Personal information
- Full name: William Anderson
- Date of birth: 25 April 1862
- Place of birth: Glasgow, Scotland
- Date of death: Unknown
- Position(s): Outside forward

Youth career
- Shawlands Athletic

Senior career*
- Years: Team / Apps / (Gls)
- 1879–1885: Queen's Park

International career
- 1882–1885: Scotland / 6 / (3)

= William Anderson (Scottish footballer) =

Scottish footballer

William Anderson (born 25 April 1862) was a Scottish footballer who played as a right winger. He played club football for Queen's Park and appeared in the sides that won the Scottish Cup in 1881, 1882 and 1884, and finished as runners-up in the English FA Cup in 1884 and 1885.
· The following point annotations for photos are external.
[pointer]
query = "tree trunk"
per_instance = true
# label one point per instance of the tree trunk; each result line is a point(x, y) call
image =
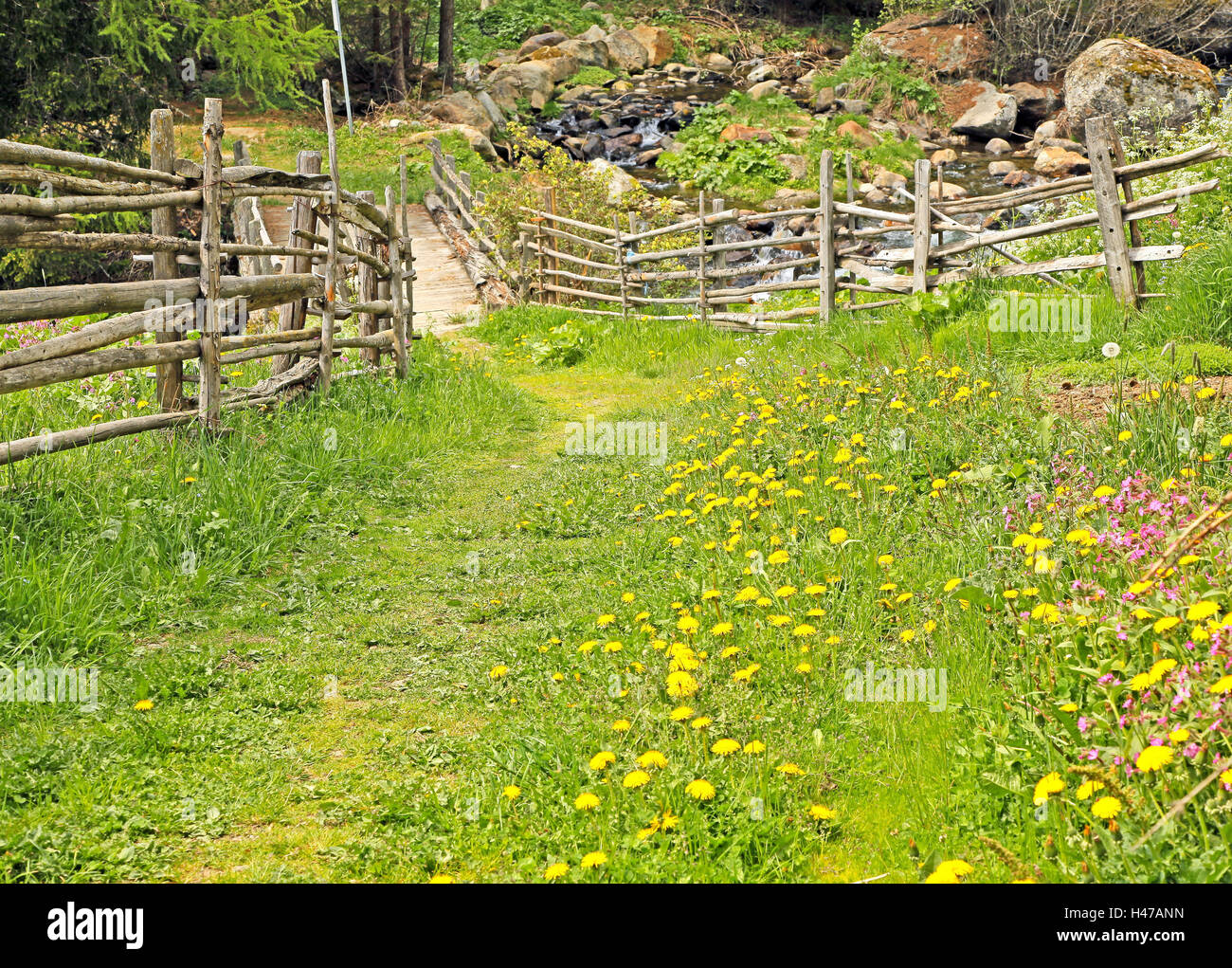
point(444, 46)
point(399, 57)
point(407, 46)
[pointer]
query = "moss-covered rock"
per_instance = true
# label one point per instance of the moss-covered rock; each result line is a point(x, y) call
point(1128, 78)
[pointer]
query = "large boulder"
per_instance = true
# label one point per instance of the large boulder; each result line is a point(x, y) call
point(475, 137)
point(494, 113)
point(1056, 160)
point(990, 116)
point(540, 40)
point(1124, 78)
point(950, 49)
point(588, 53)
point(760, 90)
point(796, 165)
point(626, 50)
point(658, 44)
point(857, 132)
point(562, 64)
point(1035, 102)
point(743, 132)
point(620, 183)
point(462, 107)
point(763, 72)
point(533, 81)
point(787, 199)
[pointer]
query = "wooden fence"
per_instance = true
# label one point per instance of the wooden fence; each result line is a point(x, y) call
point(358, 239)
point(570, 262)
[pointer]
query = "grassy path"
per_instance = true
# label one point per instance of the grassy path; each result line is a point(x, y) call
point(417, 604)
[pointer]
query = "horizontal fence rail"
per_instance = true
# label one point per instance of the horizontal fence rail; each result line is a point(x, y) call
point(610, 270)
point(360, 248)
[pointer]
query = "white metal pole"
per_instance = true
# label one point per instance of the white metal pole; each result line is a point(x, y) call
point(341, 58)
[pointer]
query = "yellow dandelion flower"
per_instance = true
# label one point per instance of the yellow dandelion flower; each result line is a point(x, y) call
point(1046, 787)
point(1153, 758)
point(681, 685)
point(1202, 611)
point(637, 778)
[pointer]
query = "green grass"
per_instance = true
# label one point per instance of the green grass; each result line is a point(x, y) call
point(358, 622)
point(750, 171)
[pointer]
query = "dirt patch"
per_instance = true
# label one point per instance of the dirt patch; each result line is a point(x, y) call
point(1089, 405)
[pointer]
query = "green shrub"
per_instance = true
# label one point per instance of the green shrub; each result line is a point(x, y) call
point(883, 82)
point(590, 74)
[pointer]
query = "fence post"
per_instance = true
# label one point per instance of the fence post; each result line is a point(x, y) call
point(368, 285)
point(621, 267)
point(408, 257)
point(169, 375)
point(716, 206)
point(451, 174)
point(328, 307)
point(524, 257)
point(395, 285)
point(553, 263)
point(846, 162)
point(940, 197)
point(920, 228)
point(701, 255)
point(209, 402)
point(1108, 206)
point(1140, 269)
point(466, 199)
point(303, 218)
point(825, 243)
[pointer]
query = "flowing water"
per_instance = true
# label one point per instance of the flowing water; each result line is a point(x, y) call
point(626, 128)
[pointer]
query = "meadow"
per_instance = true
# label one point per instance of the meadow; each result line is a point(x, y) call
point(908, 599)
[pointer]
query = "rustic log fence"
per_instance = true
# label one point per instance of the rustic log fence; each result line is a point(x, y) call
point(358, 237)
point(454, 209)
point(565, 261)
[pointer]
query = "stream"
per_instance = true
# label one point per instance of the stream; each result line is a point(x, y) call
point(631, 128)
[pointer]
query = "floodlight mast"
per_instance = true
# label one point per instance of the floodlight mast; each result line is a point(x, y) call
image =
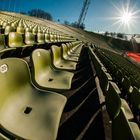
point(83, 13)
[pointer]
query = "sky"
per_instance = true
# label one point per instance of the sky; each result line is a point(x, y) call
point(102, 15)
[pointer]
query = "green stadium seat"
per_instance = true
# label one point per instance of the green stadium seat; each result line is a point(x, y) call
point(40, 38)
point(15, 40)
point(113, 101)
point(65, 54)
point(3, 47)
point(59, 62)
point(104, 78)
point(47, 38)
point(9, 29)
point(135, 100)
point(126, 85)
point(29, 38)
point(20, 30)
point(122, 126)
point(27, 112)
point(46, 76)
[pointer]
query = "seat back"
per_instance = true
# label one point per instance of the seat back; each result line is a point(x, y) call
point(56, 51)
point(47, 37)
point(14, 74)
point(64, 50)
point(40, 38)
point(41, 61)
point(20, 30)
point(2, 41)
point(135, 99)
point(15, 40)
point(122, 130)
point(113, 101)
point(9, 29)
point(29, 38)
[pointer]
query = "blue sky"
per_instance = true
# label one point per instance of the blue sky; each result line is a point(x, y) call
point(99, 15)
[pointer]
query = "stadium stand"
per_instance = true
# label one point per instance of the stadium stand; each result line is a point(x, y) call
point(57, 84)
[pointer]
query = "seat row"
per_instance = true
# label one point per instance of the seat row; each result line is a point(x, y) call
point(24, 43)
point(22, 26)
point(130, 90)
point(30, 108)
point(124, 125)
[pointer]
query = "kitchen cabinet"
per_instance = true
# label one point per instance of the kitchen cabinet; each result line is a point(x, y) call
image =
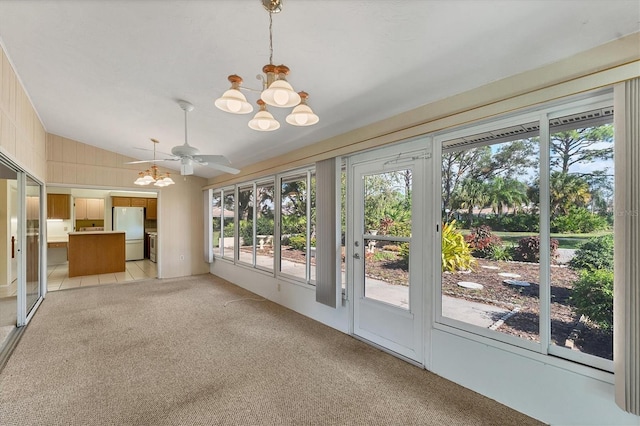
point(58, 206)
point(89, 208)
point(152, 208)
point(138, 202)
point(121, 201)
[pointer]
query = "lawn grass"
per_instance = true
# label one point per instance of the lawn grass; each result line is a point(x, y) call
point(567, 241)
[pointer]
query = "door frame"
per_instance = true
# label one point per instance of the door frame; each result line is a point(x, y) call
point(417, 154)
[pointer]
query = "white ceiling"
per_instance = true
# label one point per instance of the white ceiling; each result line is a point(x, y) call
point(109, 72)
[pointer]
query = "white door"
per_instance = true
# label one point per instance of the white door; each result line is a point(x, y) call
point(385, 258)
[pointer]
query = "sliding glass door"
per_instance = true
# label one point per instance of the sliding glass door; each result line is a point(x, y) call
point(21, 277)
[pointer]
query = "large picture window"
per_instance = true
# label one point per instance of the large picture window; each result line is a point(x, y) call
point(527, 231)
point(244, 219)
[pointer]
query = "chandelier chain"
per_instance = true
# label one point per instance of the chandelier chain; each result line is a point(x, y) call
point(271, 38)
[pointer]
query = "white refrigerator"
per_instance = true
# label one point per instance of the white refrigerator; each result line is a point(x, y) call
point(131, 221)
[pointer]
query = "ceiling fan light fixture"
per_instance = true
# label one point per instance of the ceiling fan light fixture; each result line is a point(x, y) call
point(152, 175)
point(263, 121)
point(302, 115)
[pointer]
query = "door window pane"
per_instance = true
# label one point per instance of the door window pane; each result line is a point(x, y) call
point(216, 219)
point(265, 226)
point(581, 220)
point(34, 231)
point(228, 243)
point(245, 224)
point(387, 214)
point(293, 226)
point(490, 231)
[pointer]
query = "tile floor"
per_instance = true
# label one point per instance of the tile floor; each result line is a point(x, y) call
point(58, 275)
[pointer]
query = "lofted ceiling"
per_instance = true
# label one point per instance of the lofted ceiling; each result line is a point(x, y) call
point(109, 73)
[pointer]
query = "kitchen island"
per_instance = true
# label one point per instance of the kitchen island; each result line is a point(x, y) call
point(98, 252)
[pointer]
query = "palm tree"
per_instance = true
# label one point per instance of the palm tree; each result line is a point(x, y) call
point(506, 192)
point(567, 191)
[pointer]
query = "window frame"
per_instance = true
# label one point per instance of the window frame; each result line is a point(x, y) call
point(543, 115)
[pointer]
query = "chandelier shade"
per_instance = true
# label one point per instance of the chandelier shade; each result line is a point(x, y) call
point(276, 91)
point(263, 121)
point(233, 100)
point(302, 115)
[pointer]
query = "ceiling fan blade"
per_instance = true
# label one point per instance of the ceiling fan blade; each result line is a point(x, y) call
point(218, 159)
point(218, 162)
point(152, 161)
point(223, 168)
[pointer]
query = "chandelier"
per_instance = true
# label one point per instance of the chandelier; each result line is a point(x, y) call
point(276, 91)
point(152, 176)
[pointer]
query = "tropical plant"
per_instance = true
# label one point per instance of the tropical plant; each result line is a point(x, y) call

He made his international debut for Scotland on 11 March 1882 and went on to play six matches in the next three years, never ending on the losing side. In his final appearance in the 1884–85 British Home Championship on 23 March 1885, he scored twice (Note: The SFA website and London Hearts website credit Robert Calderwood with two goals against Wales; Andy Mitchell's book and John Litster's files assign the first of these to Anderson, which would make him the fifth player to score an international hat-trick for Scotland (his three being completed before those by Joseph Lindsay in the same match).) in an 8–1 win over Wales.

He worked in the insurance industry, and moved to England after living in the United States for several years (where he played for the Chicago Thistles).